Another significant issue is the inconsistency in NREGA wages across different states, which the Standing Committee has deemed "beyond comprehension" and a breach of Article 39 of the Constitution, which mandates equal pay. In FY 2025-26, the wage difference between Haryana and Nagaland is as much as Rs 159.

In response to these issues, the MoRD has maintained that NREGA serves as a secondary employment option and that each state has the authority to raise wages beyond the central government's offerings, funding the difference from their own budgets. So far, only Himachal Pradesh, Jharkhand, and Odisha have taken advantage of this option.

Furthermore, there is the matter of indexation. The Consumer Price Index for Rural Laborers (CPI-R), which encompasses households of all rural laborers, is regarded as a more comprehensive and representative index compared to the Consumer Price Index for Agricultural Laborers (CPI-AL), which focuses solely on agricultural households.

Moreover, the MoRD continues to utilize 2009 as the base year for indexation, a time when NREGA wages were limited to Rs 100. Although the MoRD has acknowledged that the wage rate is "not commensurate with market rates," it has made a "conscious decision" to refrain from making adjustments thus far.

An Ambitious Vision Yet to be Realized

NREGA was introduced during a period when the daily earnings of casual rural and agricultural laborers were exceedingly low, leaving them with minimal negotiating power. Its goal was to guarantee livelihood security through the provision of dignified employment opportunities.

Numerous studies have indicated that rural wages have risen as a result of NREGA's implementation.
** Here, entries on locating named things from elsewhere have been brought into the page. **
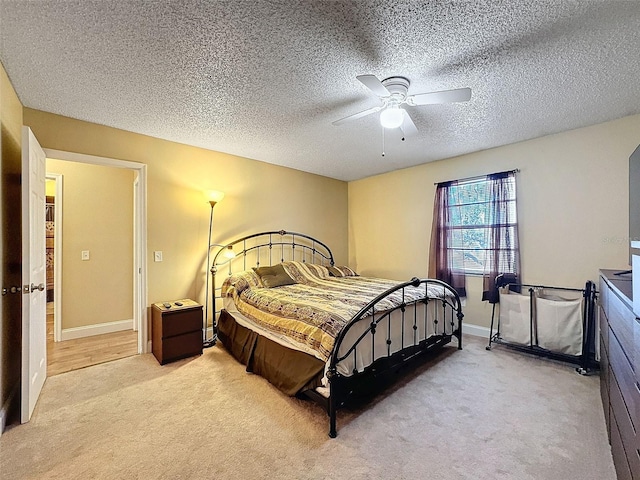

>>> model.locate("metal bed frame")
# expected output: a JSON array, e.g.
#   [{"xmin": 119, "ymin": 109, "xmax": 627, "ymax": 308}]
[
  {"xmin": 486, "ymin": 276, "xmax": 598, "ymax": 375},
  {"xmin": 211, "ymin": 230, "xmax": 464, "ymax": 438}
]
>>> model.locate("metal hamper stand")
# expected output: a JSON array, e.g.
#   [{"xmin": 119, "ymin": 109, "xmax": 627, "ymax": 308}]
[{"xmin": 486, "ymin": 275, "xmax": 598, "ymax": 375}]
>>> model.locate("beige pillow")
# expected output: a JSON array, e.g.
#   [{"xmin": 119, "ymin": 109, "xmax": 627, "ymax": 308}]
[
  {"xmin": 327, "ymin": 267, "xmax": 358, "ymax": 277},
  {"xmin": 253, "ymin": 264, "xmax": 296, "ymax": 288}
]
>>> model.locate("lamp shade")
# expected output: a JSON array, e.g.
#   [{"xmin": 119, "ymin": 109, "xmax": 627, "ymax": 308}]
[
  {"xmin": 206, "ymin": 190, "xmax": 224, "ymax": 205},
  {"xmin": 380, "ymin": 105, "xmax": 404, "ymax": 128}
]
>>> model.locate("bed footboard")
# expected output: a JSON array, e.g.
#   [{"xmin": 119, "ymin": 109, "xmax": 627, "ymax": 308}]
[{"xmin": 327, "ymin": 278, "xmax": 464, "ymax": 438}]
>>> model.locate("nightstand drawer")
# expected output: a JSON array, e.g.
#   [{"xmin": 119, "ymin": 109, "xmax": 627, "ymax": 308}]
[
  {"xmin": 151, "ymin": 299, "xmax": 203, "ymax": 365},
  {"xmin": 156, "ymin": 330, "xmax": 202, "ymax": 365},
  {"xmin": 159, "ymin": 308, "xmax": 202, "ymax": 338}
]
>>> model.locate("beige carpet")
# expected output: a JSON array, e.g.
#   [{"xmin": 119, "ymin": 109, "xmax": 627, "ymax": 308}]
[{"xmin": 0, "ymin": 337, "xmax": 615, "ymax": 480}]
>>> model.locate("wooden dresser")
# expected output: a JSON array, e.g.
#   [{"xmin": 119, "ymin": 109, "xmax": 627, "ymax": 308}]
[
  {"xmin": 151, "ymin": 299, "xmax": 203, "ymax": 365},
  {"xmin": 599, "ymin": 270, "xmax": 640, "ymax": 480}
]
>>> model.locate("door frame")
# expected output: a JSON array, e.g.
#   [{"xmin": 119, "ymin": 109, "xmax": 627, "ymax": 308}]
[
  {"xmin": 44, "ymin": 148, "xmax": 149, "ymax": 353},
  {"xmin": 45, "ymin": 172, "xmax": 63, "ymax": 342}
]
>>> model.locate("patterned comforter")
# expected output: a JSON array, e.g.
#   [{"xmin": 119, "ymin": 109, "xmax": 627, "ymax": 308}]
[{"xmin": 222, "ymin": 262, "xmax": 444, "ymax": 361}]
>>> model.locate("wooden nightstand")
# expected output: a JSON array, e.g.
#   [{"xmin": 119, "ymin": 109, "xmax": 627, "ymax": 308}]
[{"xmin": 151, "ymin": 299, "xmax": 203, "ymax": 365}]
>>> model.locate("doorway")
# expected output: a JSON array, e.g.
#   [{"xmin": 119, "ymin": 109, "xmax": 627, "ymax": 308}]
[{"xmin": 45, "ymin": 149, "xmax": 148, "ymax": 375}]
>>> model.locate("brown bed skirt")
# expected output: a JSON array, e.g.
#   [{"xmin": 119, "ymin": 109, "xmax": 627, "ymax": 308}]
[{"xmin": 218, "ymin": 310, "xmax": 325, "ymax": 396}]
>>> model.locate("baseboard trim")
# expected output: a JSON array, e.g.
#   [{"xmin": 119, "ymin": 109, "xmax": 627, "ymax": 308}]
[
  {"xmin": 0, "ymin": 383, "xmax": 20, "ymax": 437},
  {"xmin": 60, "ymin": 320, "xmax": 133, "ymax": 341},
  {"xmin": 462, "ymin": 323, "xmax": 489, "ymax": 341}
]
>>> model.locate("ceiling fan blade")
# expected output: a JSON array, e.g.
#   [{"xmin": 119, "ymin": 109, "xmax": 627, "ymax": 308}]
[
  {"xmin": 331, "ymin": 105, "xmax": 383, "ymax": 125},
  {"xmin": 356, "ymin": 75, "xmax": 390, "ymax": 97},
  {"xmin": 400, "ymin": 110, "xmax": 418, "ymax": 140},
  {"xmin": 407, "ymin": 88, "xmax": 471, "ymax": 105}
]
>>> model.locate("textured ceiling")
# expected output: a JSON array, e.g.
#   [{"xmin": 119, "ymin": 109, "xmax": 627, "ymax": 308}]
[{"xmin": 0, "ymin": 0, "xmax": 640, "ymax": 180}]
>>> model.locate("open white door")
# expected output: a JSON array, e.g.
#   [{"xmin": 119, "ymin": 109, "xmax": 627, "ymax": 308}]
[{"xmin": 20, "ymin": 127, "xmax": 47, "ymax": 423}]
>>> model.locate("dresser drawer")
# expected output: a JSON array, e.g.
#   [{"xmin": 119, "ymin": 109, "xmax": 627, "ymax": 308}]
[
  {"xmin": 600, "ymin": 339, "xmax": 611, "ymax": 435},
  {"xmin": 598, "ymin": 277, "xmax": 613, "ymax": 316},
  {"xmin": 607, "ymin": 288, "xmax": 636, "ymax": 365},
  {"xmin": 598, "ymin": 306, "xmax": 609, "ymax": 355},
  {"xmin": 609, "ymin": 338, "xmax": 640, "ymax": 432}
]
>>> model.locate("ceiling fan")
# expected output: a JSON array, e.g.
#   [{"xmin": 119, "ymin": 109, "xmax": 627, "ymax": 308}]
[{"xmin": 333, "ymin": 75, "xmax": 471, "ymax": 136}]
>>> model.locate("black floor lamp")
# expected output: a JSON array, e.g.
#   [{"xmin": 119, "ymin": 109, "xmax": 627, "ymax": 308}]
[{"xmin": 202, "ymin": 190, "xmax": 224, "ymax": 348}]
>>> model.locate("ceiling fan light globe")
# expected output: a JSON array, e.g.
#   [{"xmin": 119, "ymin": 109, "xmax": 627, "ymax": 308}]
[{"xmin": 380, "ymin": 107, "xmax": 404, "ymax": 129}]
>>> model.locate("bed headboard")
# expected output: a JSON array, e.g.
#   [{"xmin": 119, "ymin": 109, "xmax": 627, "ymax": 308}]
[{"xmin": 207, "ymin": 230, "xmax": 334, "ymax": 322}]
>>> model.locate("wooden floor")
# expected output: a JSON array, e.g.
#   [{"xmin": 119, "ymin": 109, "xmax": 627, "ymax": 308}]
[{"xmin": 47, "ymin": 303, "xmax": 138, "ymax": 377}]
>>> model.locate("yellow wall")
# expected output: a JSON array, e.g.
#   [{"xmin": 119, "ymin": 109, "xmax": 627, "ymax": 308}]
[
  {"xmin": 47, "ymin": 159, "xmax": 134, "ymax": 329},
  {"xmin": 349, "ymin": 115, "xmax": 640, "ymax": 326},
  {"xmin": 0, "ymin": 64, "xmax": 22, "ymax": 430},
  {"xmin": 24, "ymin": 108, "xmax": 348, "ymax": 312}
]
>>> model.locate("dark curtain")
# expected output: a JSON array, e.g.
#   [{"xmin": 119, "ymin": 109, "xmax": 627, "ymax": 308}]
[
  {"xmin": 429, "ymin": 182, "xmax": 467, "ymax": 297},
  {"xmin": 482, "ymin": 172, "xmax": 520, "ymax": 303}
]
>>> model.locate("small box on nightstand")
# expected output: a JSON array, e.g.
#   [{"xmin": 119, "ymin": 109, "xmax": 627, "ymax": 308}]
[{"xmin": 151, "ymin": 299, "xmax": 203, "ymax": 365}]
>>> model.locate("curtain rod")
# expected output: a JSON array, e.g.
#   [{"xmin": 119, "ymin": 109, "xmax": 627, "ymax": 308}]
[{"xmin": 433, "ymin": 168, "xmax": 520, "ymax": 185}]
Over the years, this program has consistently acted as a crucial support system for the rural impoverished, a fact that became particularly evident during the Covid-19 pandemic.

In the case of Sanjit Roy vs State of Rajasthan (1983), the Supreme Court determined that paying less than the minimum wage constitutes “forced labour,” which is punishable under Article 23 of the Constitution. The Standing Committee has reiterated this viewpoint, suggesting that “a minimum of Rs 400 per day should be established, as the existing wage rates fail to cover even basic daily necessities.”

Until workers are compensated fairly, NREGA’s aspiration for a right to dignified work will remain unachieved.